Tags: #Bélico, #Biografía

Los hornos de Hitler (22 page)

Miré de reojo a mi amiga. Las dos estábamos rojas de vergüenza.

Capítulo XV

Nacimientos malditos

E
l problema más angustioso que teníamos al atender a nuestras compañeras era el que nos planteaban los alumbramientos. En cuanto nos llevaban a la enfermería a un recién nacido, tanto la madre como la criatura eran mandadas a la cámara de gas. Así lo habían dispuesto nuestros amos. Sólo cuando el bebé no tenía probabilidades de seguir viviendo o cuando nacía muerto, se perdonaba la vida a la madre y se la permitía regresar a la barraca.
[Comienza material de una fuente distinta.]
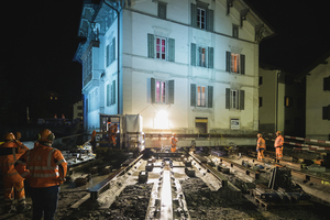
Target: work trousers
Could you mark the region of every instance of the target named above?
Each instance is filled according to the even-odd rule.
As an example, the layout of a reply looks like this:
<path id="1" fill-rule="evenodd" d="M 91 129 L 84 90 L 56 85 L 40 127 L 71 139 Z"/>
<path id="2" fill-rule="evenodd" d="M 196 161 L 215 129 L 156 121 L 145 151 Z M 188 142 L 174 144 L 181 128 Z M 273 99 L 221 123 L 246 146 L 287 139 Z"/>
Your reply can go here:
<path id="1" fill-rule="evenodd" d="M 19 174 L 16 174 L 19 175 Z M 25 204 L 25 190 L 24 190 L 24 180 L 23 178 L 13 178 L 13 177 L 3 177 L 3 194 L 4 194 L 4 206 L 11 206 L 14 199 L 14 191 L 15 189 L 15 197 L 18 199 L 19 205 Z"/>
<path id="2" fill-rule="evenodd" d="M 276 147 L 276 158 L 283 158 L 283 146 Z"/>
<path id="3" fill-rule="evenodd" d="M 43 188 L 31 187 L 31 199 L 33 208 L 32 220 L 54 220 L 57 209 L 59 186 Z"/>
<path id="4" fill-rule="evenodd" d="M 257 151 L 257 160 L 258 161 L 263 161 L 265 158 L 264 151 L 265 151 L 265 148 L 258 148 L 258 151 Z"/>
La consecuencia que sacábamos de aquel hecho era muy sencilla. Los alemanes no querían que viviesen los recién nacidos; si vivían, también las madres tenían que morir.

Las cinco sobre las cuales recaía la responsabilidad de ayudar a nacer a estos niños y sacarlos al mundo —al mundo de Birkenau-Auschwitz— sentíamos el peso de aquella conclusión monstruosa, que desafiaba todas las leyes humanas y morales. El que careciese además de sentido desde el punto de vista médico no importaba de momento.

¡Cuántas noches pasamos en vela, pensando una y otra vez en este trágico dilema y dándole vueltas en la cabeza! Al llegar la mañana, las madres y sus criaturas iban a morir.

Un día, nos pareció que habíamos venido comportándonos con debilidad desde hacía bastante tiempo. Por lo menos, teníamos que salvar a las madres. Para ello, nuestro plan sería simular que los niños habían nacido muertos. Pero, aún así, había que tomar muchas precauciones, porque si los alemanes llegaban a sospecharlo, también nosotras iríamos a parar a la cámara de gas… y, probablemente, a la cámara de tortura primero.

Cuando se nos comunicaba que alguna mujer había empezado a sentir dolores de parto durante el día, no llevábamos a la paciente a la enfermería. La extendíamos sobre una manta en una de las
koias
de abajo, en presencia de sus compañeras. Cuando los dolores le comenzaban de noche, nos aventurábamos a trasladar a la mujer a la enfermería, porque al amparo de la oscuridad, podíamos proceder con relativa seguridad. En la
koia
casi nunca estábamos en condiciones de hacer a la paciente un reconocimiento regular. En la enfermería teníamos nuestra mesa de reconocimiento. Es verdad que carecíamos de antisépticos y que había un enorme peligro de infección, porque era la misma habitación en que curábamos heridas purulentas.

Pero, desgraciadamente, al recién nacido no le podía tocar otra suerte. Después de tomar todo género de precauciones, cerrábamos con pinzas la nariz del infante y cuando abría la boca para respirar, le suministrábamos una dosis de un producto mortal. Hubiese sido más rápido ponerle una inyección, pero podría dejar huellas, y no nos atrevíamos a inspirar sospechas a los alemanes.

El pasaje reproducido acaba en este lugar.